Acoustic gunshot sensors that have been installed in American cities to detect rogue shooters have been shown to help victims make their way to nearby hospitals sooner than they otherwise would have done.

The effectiveness of the technology for saving lives had not been studied until surgeons at the University of California started looking at the data.

“Our key finding was that the use of these acoustic gunshot sensors showed promise as a system that may benefit gunshot victims,” said lead study author Magdalene A. Brooke.

Gunshot sensor technology involves sensors, essentially microphones, mounted on buildings and utility poles.
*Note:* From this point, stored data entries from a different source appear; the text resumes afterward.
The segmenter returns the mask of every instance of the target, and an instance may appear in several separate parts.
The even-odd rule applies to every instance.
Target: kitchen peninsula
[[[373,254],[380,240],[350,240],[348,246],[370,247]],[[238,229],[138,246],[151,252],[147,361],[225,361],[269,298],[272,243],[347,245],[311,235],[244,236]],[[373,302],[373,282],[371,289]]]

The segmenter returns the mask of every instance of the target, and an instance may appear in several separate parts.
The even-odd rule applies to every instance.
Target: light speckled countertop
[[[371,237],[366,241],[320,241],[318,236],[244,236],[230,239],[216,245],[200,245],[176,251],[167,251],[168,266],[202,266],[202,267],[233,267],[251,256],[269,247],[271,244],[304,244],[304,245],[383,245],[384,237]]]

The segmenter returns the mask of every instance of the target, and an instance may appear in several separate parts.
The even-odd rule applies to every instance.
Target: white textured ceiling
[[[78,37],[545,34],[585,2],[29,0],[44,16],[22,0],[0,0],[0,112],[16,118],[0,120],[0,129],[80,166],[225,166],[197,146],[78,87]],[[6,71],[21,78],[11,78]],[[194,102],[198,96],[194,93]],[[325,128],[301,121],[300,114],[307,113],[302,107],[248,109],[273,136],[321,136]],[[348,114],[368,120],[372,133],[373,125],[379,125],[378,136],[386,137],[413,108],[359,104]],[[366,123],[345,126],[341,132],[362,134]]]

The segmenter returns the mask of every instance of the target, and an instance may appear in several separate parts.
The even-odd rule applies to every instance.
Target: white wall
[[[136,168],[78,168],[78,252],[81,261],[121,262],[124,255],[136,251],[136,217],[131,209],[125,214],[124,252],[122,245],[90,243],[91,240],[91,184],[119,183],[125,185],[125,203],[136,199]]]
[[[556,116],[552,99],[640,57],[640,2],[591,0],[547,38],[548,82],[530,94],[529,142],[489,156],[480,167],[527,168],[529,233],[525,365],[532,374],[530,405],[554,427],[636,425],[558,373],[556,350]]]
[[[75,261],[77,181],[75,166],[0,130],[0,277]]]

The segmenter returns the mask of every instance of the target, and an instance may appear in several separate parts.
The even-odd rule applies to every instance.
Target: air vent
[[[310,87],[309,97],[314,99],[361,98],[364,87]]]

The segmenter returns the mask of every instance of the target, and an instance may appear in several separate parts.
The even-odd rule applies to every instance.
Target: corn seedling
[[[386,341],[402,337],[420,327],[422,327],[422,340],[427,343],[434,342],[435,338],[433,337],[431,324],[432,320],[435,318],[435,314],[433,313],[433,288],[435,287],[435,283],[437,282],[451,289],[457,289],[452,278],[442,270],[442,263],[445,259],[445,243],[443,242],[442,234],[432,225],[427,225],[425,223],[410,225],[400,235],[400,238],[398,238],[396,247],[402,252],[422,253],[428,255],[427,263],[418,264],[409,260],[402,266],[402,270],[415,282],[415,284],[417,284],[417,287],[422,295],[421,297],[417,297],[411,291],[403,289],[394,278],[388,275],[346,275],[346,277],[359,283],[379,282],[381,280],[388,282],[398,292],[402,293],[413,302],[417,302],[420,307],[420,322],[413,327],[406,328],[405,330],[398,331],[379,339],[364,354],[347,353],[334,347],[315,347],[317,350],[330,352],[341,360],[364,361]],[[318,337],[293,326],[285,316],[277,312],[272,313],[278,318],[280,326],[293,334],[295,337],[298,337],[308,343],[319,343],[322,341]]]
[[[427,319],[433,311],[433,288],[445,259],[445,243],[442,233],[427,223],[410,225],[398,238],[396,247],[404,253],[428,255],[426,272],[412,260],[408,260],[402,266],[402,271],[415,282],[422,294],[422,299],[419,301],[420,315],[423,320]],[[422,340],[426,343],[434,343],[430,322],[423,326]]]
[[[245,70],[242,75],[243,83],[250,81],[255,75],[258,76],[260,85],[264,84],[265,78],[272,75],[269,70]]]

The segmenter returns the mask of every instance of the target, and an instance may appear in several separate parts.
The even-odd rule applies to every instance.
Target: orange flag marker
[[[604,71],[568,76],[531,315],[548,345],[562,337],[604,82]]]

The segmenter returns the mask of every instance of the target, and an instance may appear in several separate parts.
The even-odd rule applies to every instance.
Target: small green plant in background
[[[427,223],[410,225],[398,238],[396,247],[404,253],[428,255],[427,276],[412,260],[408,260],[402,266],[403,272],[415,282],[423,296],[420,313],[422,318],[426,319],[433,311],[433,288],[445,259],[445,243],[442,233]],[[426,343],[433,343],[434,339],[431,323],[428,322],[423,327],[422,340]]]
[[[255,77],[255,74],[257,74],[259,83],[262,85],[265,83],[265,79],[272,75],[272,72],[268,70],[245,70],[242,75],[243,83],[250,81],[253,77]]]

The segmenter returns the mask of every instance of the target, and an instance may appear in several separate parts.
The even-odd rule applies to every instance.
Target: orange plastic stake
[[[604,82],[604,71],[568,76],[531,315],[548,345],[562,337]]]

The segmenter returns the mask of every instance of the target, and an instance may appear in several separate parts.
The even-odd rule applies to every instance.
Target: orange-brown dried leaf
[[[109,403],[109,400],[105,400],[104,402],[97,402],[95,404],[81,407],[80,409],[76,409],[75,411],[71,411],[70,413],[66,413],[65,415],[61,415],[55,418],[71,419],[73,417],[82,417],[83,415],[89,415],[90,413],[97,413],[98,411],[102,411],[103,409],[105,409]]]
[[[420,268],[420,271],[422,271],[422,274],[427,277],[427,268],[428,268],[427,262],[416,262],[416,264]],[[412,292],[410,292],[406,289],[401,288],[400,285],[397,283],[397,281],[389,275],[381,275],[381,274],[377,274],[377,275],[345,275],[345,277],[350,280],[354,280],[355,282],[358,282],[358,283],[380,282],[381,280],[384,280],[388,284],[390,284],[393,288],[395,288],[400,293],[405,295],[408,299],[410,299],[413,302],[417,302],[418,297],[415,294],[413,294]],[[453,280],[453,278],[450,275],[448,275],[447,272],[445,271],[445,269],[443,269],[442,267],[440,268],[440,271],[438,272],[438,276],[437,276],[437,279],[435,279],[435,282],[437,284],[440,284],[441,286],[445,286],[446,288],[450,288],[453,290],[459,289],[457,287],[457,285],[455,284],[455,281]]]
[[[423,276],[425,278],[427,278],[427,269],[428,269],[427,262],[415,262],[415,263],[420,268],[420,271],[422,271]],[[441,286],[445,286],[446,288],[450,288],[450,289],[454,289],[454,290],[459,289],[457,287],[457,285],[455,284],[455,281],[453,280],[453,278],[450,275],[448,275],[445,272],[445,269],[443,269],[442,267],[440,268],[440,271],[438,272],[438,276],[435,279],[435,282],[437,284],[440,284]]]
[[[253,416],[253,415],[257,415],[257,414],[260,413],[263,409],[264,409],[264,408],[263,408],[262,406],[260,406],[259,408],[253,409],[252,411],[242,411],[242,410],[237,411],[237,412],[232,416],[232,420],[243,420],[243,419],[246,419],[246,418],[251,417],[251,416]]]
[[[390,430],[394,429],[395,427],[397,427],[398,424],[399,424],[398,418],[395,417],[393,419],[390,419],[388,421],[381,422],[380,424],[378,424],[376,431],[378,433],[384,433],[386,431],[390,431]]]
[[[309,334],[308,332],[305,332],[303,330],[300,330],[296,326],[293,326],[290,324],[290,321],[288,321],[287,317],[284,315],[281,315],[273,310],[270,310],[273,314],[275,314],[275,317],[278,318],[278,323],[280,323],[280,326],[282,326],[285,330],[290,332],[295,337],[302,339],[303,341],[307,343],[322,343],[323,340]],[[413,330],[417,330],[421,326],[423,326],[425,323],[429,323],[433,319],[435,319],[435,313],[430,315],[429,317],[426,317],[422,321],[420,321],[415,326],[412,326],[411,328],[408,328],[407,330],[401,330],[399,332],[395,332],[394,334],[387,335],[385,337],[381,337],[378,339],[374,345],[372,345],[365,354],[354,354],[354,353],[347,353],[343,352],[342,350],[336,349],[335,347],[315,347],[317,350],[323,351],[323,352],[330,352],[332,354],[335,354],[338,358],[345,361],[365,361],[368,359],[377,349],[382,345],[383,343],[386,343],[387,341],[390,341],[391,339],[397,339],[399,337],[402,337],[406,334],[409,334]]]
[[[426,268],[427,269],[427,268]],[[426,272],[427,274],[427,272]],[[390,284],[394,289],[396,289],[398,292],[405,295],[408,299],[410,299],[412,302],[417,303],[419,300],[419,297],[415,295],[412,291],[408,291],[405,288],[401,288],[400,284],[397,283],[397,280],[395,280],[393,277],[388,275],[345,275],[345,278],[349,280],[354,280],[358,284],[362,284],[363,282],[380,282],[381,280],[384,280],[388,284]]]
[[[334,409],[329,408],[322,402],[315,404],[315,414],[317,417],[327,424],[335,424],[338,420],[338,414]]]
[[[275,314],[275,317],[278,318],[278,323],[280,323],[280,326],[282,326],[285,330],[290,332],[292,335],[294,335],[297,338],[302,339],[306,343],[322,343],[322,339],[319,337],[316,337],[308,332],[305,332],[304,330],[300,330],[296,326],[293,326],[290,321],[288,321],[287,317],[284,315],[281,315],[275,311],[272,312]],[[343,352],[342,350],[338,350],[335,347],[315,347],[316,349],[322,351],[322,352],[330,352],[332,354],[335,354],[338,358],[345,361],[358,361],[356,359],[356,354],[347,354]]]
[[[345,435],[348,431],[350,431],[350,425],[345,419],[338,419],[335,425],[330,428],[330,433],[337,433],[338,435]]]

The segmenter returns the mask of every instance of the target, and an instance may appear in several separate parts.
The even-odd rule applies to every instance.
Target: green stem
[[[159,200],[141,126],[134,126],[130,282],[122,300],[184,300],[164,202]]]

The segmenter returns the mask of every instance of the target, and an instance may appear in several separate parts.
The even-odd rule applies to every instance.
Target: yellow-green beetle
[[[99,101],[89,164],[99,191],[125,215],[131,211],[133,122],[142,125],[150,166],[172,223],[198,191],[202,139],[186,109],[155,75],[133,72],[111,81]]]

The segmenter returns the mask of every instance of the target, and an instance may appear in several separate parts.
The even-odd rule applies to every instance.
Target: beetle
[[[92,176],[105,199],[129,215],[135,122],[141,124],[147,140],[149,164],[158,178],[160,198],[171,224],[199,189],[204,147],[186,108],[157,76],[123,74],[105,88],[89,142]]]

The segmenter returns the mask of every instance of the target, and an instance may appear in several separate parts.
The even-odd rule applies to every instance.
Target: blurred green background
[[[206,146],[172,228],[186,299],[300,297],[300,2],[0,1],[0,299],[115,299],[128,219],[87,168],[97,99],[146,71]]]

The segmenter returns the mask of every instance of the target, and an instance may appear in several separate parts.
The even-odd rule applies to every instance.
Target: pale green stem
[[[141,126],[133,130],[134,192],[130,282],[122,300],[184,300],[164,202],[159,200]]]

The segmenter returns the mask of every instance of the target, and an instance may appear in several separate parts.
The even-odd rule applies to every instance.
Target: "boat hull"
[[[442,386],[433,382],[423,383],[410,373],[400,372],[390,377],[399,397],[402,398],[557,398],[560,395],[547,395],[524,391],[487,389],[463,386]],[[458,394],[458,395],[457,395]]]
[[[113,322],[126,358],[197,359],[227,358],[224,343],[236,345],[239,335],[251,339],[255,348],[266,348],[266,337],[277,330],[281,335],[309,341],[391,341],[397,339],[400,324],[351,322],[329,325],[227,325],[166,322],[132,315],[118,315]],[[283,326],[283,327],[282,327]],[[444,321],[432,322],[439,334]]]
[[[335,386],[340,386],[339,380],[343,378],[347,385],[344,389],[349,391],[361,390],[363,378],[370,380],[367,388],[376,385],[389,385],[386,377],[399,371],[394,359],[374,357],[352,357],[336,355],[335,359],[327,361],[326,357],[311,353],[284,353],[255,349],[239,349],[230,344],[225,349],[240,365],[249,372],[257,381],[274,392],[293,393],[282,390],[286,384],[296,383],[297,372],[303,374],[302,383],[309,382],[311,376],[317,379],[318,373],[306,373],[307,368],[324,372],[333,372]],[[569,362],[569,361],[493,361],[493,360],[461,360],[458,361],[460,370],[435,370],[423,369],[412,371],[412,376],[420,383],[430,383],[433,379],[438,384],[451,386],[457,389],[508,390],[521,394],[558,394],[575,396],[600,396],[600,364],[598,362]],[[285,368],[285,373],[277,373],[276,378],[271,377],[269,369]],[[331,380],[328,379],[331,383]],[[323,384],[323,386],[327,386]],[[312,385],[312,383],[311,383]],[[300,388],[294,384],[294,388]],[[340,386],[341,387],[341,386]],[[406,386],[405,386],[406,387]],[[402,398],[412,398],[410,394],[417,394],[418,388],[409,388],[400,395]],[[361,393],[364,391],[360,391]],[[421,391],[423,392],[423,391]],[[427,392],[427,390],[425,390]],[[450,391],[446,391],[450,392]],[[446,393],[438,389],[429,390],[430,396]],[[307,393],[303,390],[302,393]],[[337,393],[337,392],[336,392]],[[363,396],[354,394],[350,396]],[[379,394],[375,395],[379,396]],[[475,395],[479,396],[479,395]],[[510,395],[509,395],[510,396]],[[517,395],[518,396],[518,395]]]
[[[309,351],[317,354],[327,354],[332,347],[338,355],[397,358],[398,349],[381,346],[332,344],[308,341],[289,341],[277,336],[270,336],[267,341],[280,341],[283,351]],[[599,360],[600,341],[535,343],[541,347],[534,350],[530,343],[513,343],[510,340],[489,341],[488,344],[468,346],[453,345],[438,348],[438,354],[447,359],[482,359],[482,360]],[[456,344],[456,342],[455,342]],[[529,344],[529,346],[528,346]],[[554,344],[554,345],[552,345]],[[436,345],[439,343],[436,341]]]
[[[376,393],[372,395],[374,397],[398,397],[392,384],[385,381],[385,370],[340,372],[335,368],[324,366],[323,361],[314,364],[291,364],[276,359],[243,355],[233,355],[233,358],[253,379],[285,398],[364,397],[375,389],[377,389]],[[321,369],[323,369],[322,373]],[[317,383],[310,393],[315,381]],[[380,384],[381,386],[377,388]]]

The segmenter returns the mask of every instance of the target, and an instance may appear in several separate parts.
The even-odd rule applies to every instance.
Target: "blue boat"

These sensors detect the sound waves of a gunshot, and software calculates input from several sensors to triangulate its location with a margin of error of about 25 metres. The system can distinguish between single and multiple gunshots, and can differentiate gunshots from fireworks and other sounds that may activate it.

The idea is to detect gunshots that go unreported and provide responders with more accurate information on the point of origin than they can glean from citizens’ calls.

About 90 US cities have this technology, and Oakland’s system has been in place since 2006. Fewer than 20 per cent of shots fired are reported to police, the study authors stated.

The research into the technology comes at a particularly pertinent time, just weeks after a shooting in Las Vegas killed over 50 people and injured more than 500. It was also the 273rd mass shooting that the US had experienced in 2017 according to the Gun Violence Archive, amounting to almost one a day.

The researchers analysed cases of 731 gunshot victims, 192 (26 per cent) of whom were identified with acoustic sensor technology.

Compared to shooting victims identified with conventional policing methods, sensor-related patients were more likely to be female (20.8 per cent vs 12.8 per cent), have higher injury severity scores (13.8 per cent vs 10.7 per cent), spend more days on mechanical ventilation (1.2 days vs 0.7 days) and more time in the hospital (8.4 days vs 5.7 days).

They were also more likely to need an operation (44.8 per cent vs. 35.6 per cent), although the difference in mortality was not statistically significant: 12 per cent for sensor-related victims and 10.2 per cent for others.

“We found that gunshot victims whom we could connect to a gunshot sensor activation experienced decreased prehospital time and emergency medical service on-scene times compared with those who were presumably discovered due to standard policing methods,” Brooke said.

“These patients also experienced a similar mortality to the control group despite having higher injury severity scores, suggesting that this method of alerting police may lead to better than expected outcomes.”

The sensor technology does not necessarily change the way trauma centres receive notification of gunshot victims, Brooke said, but she added, “our study shows that the use of gunshot sensor technology by police may help paramedics treat and transport these patients to the hospital more rapidly”.

In July researchers from the University of Granada, Spain, demonstrated a smart computer system that can detect when a gun is drawn in real-time using video footage.